第10章 ※シャボンディ諸島
「ーへぶしっ‼︎」
真鈴が盛大にくしゃみをした。
「…?」
(…誰か噂でもしているのか? …なーんて、ホコリでもたっただけ…よね。)
真鈴はテキパキと作業を続けた。
…数分後。
誰かが扉をノックしてきた。
「はーい」
「俺だ。…入るぞ」
「⁉︎ え、ちょ、ちょっと待って‼︎」
外していたフードをかぶり直し、散乱していた、買ってきた下着類を黒い服でくるめ、買い物袋に突っ込んだ。
…値札を切っている途中だったのだ。
「…入るぞ。」
「どーぞー」
ローがキッドと共に部屋に入った。
真鈴は急いで袋を端に寄せた。
「…俺の部屋。」
「…意外と綺麗じゃねェか。本とか散らかりまくってるイメージがあったのだが…。」
…数分前は本が机に上にに散らかっていたが、ペンギンがお留守番中に片付けたようだ。
「意外じゃねェよ。俺の部屋はいつも綺麗だ。」
「…。」
(…ここに初めて来た時、机の上本が山積みになってたけど…? )
…あえて口には出さなかったが。
「あ、女が片付けてくれてんのか? それなら納得がつくな。」
「あの…違いますよ…?」
おずおずと、フードを引っ張りながら答えた。
「あ、そうなのか⁉︎」
「…ごめんなさい」
「え、いや、謝らねェでも…」
「すみません…」
「また謝った⁉︎ …てか、それくらいで謝らねェでくれよ…か、絡みづれェ…」
「はい…」
「…。」
(これは素のお前なのか? …演技じゃねェよな…。なんか、ベポを見ているようだ…)
ローは脳内で、真鈴とベポを照らし合わせた。
「…あ、なァおい、トラファルガー」
「‼︎ …なんだ」
「さっきから思っていたのだが…この女の名前って、何だ?」
『‼︎』
「てめェも、こいつ、としか呼んでねェから…気になってな。

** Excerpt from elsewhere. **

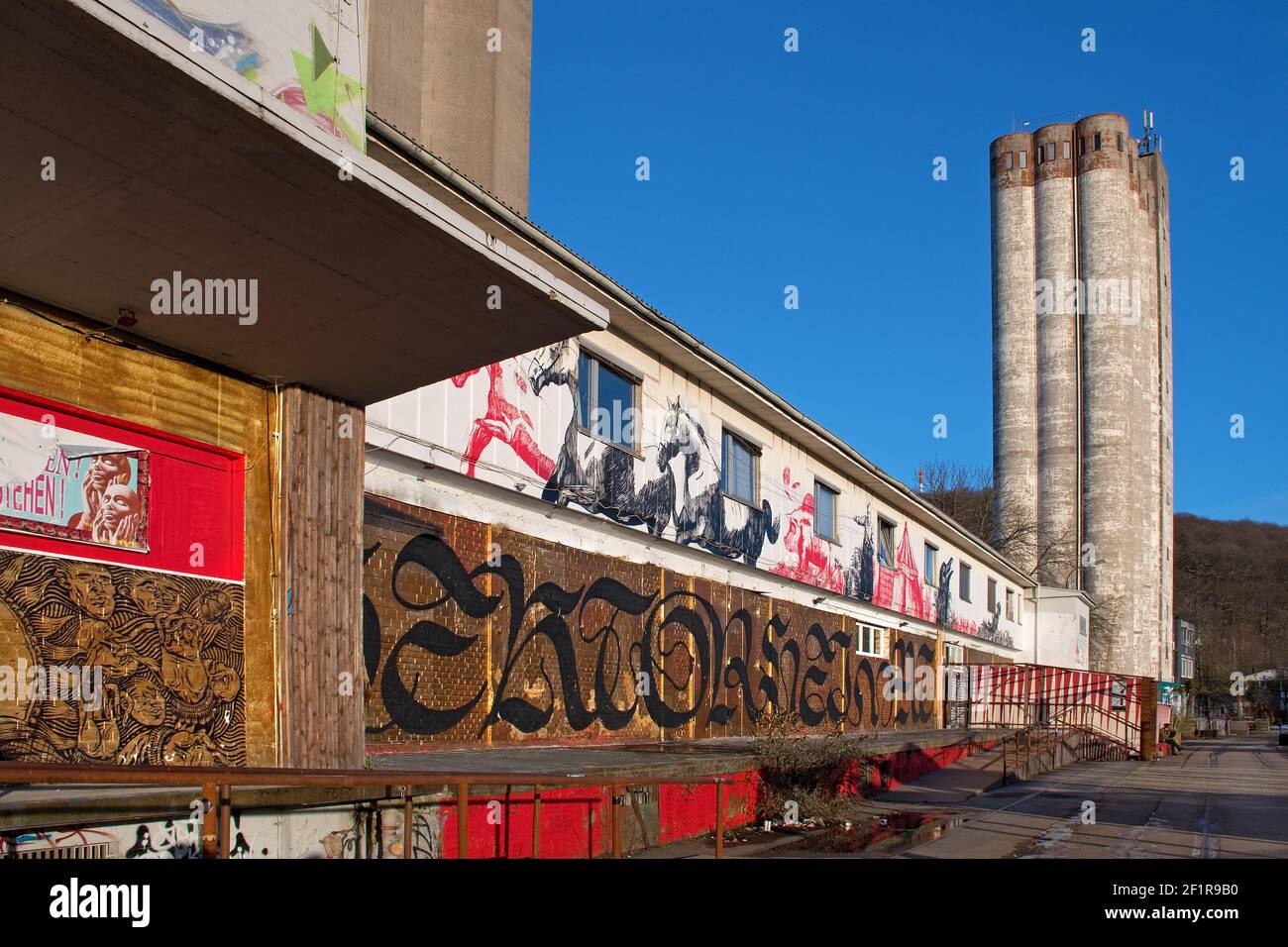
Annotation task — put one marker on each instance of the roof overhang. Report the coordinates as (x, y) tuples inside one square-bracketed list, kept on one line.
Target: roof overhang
[(366, 286)]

」
ローは真鈴のことを呼べるわけがない。
なぜなら、今まで‘‘清者”としか呼んでいなかったからだ。
(こいつ…多分‘‘清者”の本名知っているはずだよな…。)
実は、真鈴が荷物整理に行っている間、他の部屋をまわりながら、キッドは‘‘清者”について色々と語っていたのだ。
その話の中にはローが知らなかったこともあった。
真鈴の名前の話はしてこなかったが、名前は知っているが、言わなかっただけだろう。